Los taninos son compuestos bioactivos naturales presentes en gran parte de las plantas, cuya función principal es la protección contra la depredación y la regulación del crecimiento vegetal. Estos metabolitos forman parte del grupo de los polifenoles y se encuentran concentrados en diversas estructuras como corteza, tallos, semillas, raíces, brotes y hojas. En términos industriales, su valor inicial residió en el curtido de pieles animales, pero actualmente su aplicación se extiende mucho más allá.
Desde la década de 1960, los taninos han encontrado usos que van desde la producción de adhesivos para la industria de la madera hasta la recuperación de metales pesados. En años recientes, su potencial en la nutrición y la medicina ha cobrado relevancia, con nuevas tecnologías que incluyen la impresión 3D y dispositivos biomédicos. Esto se debe a sus propiedades químicas, en particular su alta capacidad para crear quelatos y su solubilidad en agua, gracias a numerosos grupos hidroxilo en su estructura.
Químicamente, los taninos se dividen en dos grupos principales: los hidrolizables, formados por unidades de ácido gálico unidas a azúcares como la glucosa; y los condensados o proantocianidinas, compuestos por flavonoides sin azúcar. Existe además un tercer grupo menos común, los florotaninos, derivados de floroglusinoles. Esta diversidad estructural influye en sus aplicaciones y en su disponibilidad en el mercado global, donde más del 90% corresponde a taninos condensados debido a su mayor abundancia natural.

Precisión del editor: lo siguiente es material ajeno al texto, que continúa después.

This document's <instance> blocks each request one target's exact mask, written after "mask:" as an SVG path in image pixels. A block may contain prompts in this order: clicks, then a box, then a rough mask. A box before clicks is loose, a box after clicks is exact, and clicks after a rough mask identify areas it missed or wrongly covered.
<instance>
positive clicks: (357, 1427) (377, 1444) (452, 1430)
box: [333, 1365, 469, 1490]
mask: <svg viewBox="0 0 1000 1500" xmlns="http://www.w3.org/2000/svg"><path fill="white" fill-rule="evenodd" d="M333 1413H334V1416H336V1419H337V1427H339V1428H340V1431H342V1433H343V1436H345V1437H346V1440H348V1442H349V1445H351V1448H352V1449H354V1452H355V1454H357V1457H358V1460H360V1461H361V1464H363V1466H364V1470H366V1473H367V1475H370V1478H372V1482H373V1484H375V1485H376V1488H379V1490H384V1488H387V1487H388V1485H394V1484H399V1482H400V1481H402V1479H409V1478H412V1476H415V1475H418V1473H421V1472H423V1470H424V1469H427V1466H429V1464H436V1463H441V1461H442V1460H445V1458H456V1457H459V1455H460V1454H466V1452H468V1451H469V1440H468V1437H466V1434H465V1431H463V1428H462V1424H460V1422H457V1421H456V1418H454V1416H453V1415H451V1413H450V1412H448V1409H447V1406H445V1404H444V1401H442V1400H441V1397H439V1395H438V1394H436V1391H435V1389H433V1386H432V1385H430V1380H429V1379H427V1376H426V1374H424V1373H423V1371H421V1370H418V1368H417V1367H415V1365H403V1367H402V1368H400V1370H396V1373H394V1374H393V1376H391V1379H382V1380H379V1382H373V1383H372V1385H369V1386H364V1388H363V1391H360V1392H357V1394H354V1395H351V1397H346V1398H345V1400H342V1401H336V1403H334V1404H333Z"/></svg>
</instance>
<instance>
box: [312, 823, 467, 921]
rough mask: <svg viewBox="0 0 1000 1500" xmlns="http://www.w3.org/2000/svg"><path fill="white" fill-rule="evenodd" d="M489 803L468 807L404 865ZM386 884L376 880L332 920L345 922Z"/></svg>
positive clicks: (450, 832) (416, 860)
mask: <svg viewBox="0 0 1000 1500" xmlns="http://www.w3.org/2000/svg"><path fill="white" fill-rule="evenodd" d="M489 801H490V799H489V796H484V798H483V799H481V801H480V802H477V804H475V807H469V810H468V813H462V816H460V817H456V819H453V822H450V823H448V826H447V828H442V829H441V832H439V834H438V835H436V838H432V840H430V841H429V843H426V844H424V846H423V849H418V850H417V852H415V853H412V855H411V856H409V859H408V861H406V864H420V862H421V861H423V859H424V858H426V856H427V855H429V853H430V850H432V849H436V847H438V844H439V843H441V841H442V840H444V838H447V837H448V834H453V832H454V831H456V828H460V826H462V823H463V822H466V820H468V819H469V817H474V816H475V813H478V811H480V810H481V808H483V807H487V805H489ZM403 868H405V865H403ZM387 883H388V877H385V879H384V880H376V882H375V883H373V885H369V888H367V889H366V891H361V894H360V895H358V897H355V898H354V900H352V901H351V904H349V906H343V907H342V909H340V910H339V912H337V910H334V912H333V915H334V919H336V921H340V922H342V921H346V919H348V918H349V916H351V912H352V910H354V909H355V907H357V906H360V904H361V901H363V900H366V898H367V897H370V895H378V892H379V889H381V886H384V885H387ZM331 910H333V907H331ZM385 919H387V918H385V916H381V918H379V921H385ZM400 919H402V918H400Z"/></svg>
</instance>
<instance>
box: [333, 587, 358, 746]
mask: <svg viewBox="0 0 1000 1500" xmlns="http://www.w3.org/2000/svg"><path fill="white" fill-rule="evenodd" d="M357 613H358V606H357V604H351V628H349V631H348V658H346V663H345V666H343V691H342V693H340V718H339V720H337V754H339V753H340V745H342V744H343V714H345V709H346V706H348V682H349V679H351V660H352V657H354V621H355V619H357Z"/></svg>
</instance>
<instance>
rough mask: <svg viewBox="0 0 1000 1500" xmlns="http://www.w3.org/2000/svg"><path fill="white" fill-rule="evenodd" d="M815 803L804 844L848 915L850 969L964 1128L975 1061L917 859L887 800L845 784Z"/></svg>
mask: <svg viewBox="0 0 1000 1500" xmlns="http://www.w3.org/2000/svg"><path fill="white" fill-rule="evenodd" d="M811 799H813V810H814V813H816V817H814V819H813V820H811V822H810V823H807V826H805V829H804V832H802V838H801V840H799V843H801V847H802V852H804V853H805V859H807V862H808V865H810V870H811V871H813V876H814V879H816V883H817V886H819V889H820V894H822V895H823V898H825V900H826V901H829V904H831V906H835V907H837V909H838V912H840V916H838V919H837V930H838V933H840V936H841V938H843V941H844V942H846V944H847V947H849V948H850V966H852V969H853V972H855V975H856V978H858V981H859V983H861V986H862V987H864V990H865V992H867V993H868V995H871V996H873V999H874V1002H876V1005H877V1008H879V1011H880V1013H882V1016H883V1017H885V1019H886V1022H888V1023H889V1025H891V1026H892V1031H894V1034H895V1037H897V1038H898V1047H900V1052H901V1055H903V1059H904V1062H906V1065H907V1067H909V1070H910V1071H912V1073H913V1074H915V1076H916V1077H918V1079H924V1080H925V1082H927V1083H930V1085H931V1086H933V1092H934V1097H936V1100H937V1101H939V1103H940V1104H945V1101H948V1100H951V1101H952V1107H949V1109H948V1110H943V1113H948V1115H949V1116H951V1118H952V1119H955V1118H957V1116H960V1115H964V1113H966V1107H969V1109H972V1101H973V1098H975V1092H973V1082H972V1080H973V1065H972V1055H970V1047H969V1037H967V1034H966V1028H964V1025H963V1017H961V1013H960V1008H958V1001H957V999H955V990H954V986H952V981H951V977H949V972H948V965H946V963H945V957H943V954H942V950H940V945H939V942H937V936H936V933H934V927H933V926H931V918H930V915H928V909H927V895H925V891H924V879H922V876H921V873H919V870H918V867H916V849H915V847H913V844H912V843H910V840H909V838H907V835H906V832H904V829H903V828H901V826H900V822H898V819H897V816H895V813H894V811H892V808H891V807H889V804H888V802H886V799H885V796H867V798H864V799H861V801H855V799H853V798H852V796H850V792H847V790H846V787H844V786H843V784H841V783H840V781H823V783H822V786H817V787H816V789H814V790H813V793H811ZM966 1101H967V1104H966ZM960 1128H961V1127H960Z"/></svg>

En Argentina, la producción de taninos depende principalmente de la extracción de quebracho colorado, un recurso forestal consolidado que suministra los polifenoles complejos utilizados para este fin. Sin embargo, el eucalipto emerge como una fuente forestal atractiva, no solo por su rápido crecimiento y abundancia, sino también por la calidad de sus taninos. Explorar su potencial industrial podría diversificar la economía forestal y aumentar la competitividad en mercados nacionales e internacionales.
La estimación global apunta a una producción anual de taninos cercana al millón de toneladas, concentrada mayormente en taninos condensados. Incorporar recursos como el eucalipto en esta cadena productiva podría abrir oportunidades en sectores tradicionales, como la industria del cuero y los adhesivos, y en áreas innovadoras como la biomedicina y el control ambiental.